| My suggestions: - like the sister comment says, use the best model available. For me that has been opus but YMMV. Some of my colleagues prefer the OAI models. - iterate on the plan until it looks solid. This is where you should invest your time. - Watch the model closely and make sure it writes tests first, checks that they fail, and only then proceeds to implementation - the model should add pieces one by one, ensuring each step works before proceeding. Commit each step so you can easily retry if you need to. Each addition will involve a new plan that you go back and forth on until you're happy with it. The planning usually gets easier as the project moves along. - this is sometimes controversial, but use the best language you can target. That can be Rust, Haskell, Erlang depending on the context. Strong types will make a big difference. They catch silly mistakes models are liable to make. Cursor is great for trying out the different models. If opus is what you like, I have found Claude code to be better value, and personally I prefer the CLI to the vscode UI cursor builds on. It's not a panacea though. The CLI has its own issues like occasionally slowing to a crawl. It still gets the work done. |
I spend a lot of time on plans, but unfortunately the gotchas are in the weeds, especially when it comes to complex systems. I don't trust these models with even marginally complex, non-standard architectures (my projects center around statecharts right now, and the semantics around those can get hairy).
I git commit after each feature/bugfix, so we're on the same page here. If a feature is too big, or is made up of more than one "big" change, I chunk up the work and commit in small batches until the feature is complete.
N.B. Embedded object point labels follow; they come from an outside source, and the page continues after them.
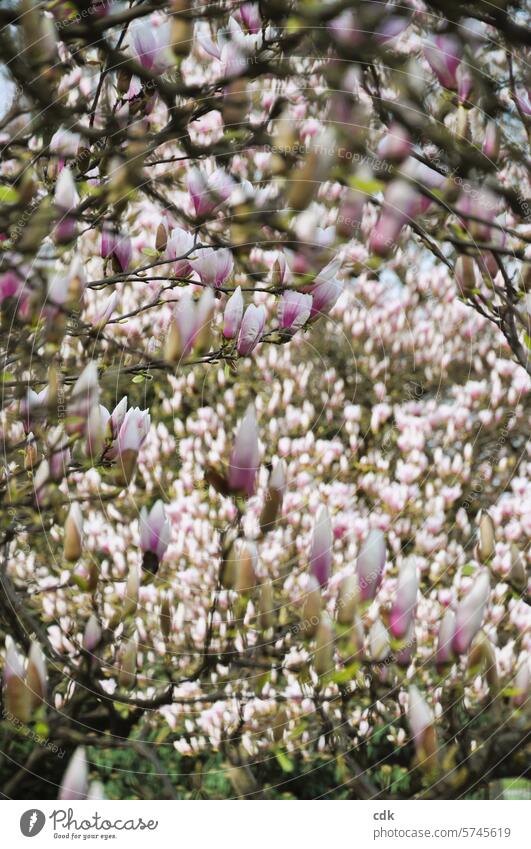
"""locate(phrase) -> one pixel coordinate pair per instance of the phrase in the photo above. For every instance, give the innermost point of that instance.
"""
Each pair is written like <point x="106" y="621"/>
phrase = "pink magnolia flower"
<point x="245" y="456"/>
<point x="151" y="45"/>
<point x="403" y="609"/>
<point x="251" y="329"/>
<point x="294" y="310"/>
<point x="444" y="54"/>
<point x="444" y="653"/>
<point x="470" y="612"/>
<point x="370" y="564"/>
<point x="75" y="780"/>
<point x="66" y="200"/>
<point x="154" y="532"/>
<point x="213" y="266"/>
<point x="232" y="316"/>
<point x="321" y="547"/>
<point x="117" y="247"/>
<point x="178" y="247"/>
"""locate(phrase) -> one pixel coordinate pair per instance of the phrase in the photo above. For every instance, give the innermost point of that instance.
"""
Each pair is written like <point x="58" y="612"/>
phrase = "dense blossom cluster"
<point x="265" y="398"/>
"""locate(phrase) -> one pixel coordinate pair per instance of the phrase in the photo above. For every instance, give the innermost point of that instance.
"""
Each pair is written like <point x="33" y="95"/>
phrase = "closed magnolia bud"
<point x="470" y="613"/>
<point x="181" y="37"/>
<point x="311" y="607"/>
<point x="466" y="274"/>
<point x="36" y="674"/>
<point x="482" y="656"/>
<point x="348" y="600"/>
<point x="127" y="663"/>
<point x="132" y="589"/>
<point x="75" y="780"/>
<point x="422" y="728"/>
<point x="486" y="544"/>
<point x="274" y="496"/>
<point x="491" y="142"/>
<point x="321" y="548"/>
<point x="161" y="238"/>
<point x="73" y="541"/>
<point x="404" y="604"/>
<point x="18" y="699"/>
<point x="521" y="683"/>
<point x="266" y="605"/>
<point x="323" y="659"/>
<point x="165" y="616"/>
<point x="370" y="564"/>
<point x="444" y="653"/>
<point x="246" y="568"/>
<point x="92" y="634"/>
<point x="230" y="566"/>
<point x="517" y="572"/>
<point x="31" y="456"/>
<point x="379" y="646"/>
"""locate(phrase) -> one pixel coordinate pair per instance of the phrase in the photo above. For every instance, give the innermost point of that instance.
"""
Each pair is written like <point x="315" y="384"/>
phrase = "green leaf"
<point x="8" y="195"/>
<point x="286" y="764"/>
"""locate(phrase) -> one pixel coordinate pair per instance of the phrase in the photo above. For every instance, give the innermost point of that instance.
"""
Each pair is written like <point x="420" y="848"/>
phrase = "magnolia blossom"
<point x="66" y="199"/>
<point x="321" y="548"/>
<point x="245" y="456"/>
<point x="151" y="45"/>
<point x="444" y="54"/>
<point x="405" y="600"/>
<point x="470" y="612"/>
<point x="178" y="248"/>
<point x="370" y="564"/>
<point x="251" y="329"/>
<point x="74" y="785"/>
<point x="294" y="310"/>
<point x="233" y="313"/>
<point x="213" y="266"/>
<point x="154" y="530"/>
<point x="117" y="247"/>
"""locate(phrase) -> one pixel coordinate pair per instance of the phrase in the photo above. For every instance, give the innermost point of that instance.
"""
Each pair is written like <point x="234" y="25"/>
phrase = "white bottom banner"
<point x="227" y="824"/>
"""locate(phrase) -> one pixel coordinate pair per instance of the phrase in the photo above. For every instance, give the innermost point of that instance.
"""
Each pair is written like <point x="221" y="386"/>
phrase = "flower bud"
<point x="422" y="728"/>
<point x="36" y="674"/>
<point x="470" y="613"/>
<point x="379" y="646"/>
<point x="73" y="541"/>
<point x="517" y="573"/>
<point x="370" y="564"/>
<point x="127" y="664"/>
<point x="486" y="546"/>
<point x="166" y="616"/>
<point x="18" y="698"/>
<point x="348" y="600"/>
<point x="311" y="607"/>
<point x="321" y="548"/>
<point x="403" y="609"/>
<point x="266" y="605"/>
<point x="521" y="683"/>
<point x="323" y="659"/>
<point x="92" y="634"/>
<point x="75" y="780"/>
<point x="245" y="456"/>
<point x="247" y="561"/>
<point x="444" y="653"/>
<point x="274" y="496"/>
<point x="232" y="316"/>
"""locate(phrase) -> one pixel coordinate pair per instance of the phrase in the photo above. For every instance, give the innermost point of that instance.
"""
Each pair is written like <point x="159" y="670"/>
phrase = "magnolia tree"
<point x="265" y="395"/>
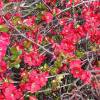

I'm running golang for my projects right now. I can try a more strongly typed language, but that means learning a whole new language and its gotchas and architectural constraints.
Right now I use claude-code-router and Claude Code on top of openrouter, so swapping models is trivial. I use mostly Grok-4.1 Fast or Kimi 2.5. Both of these choke less than Anthropic's own Sonnet (which is still more expensive than the two alternatives).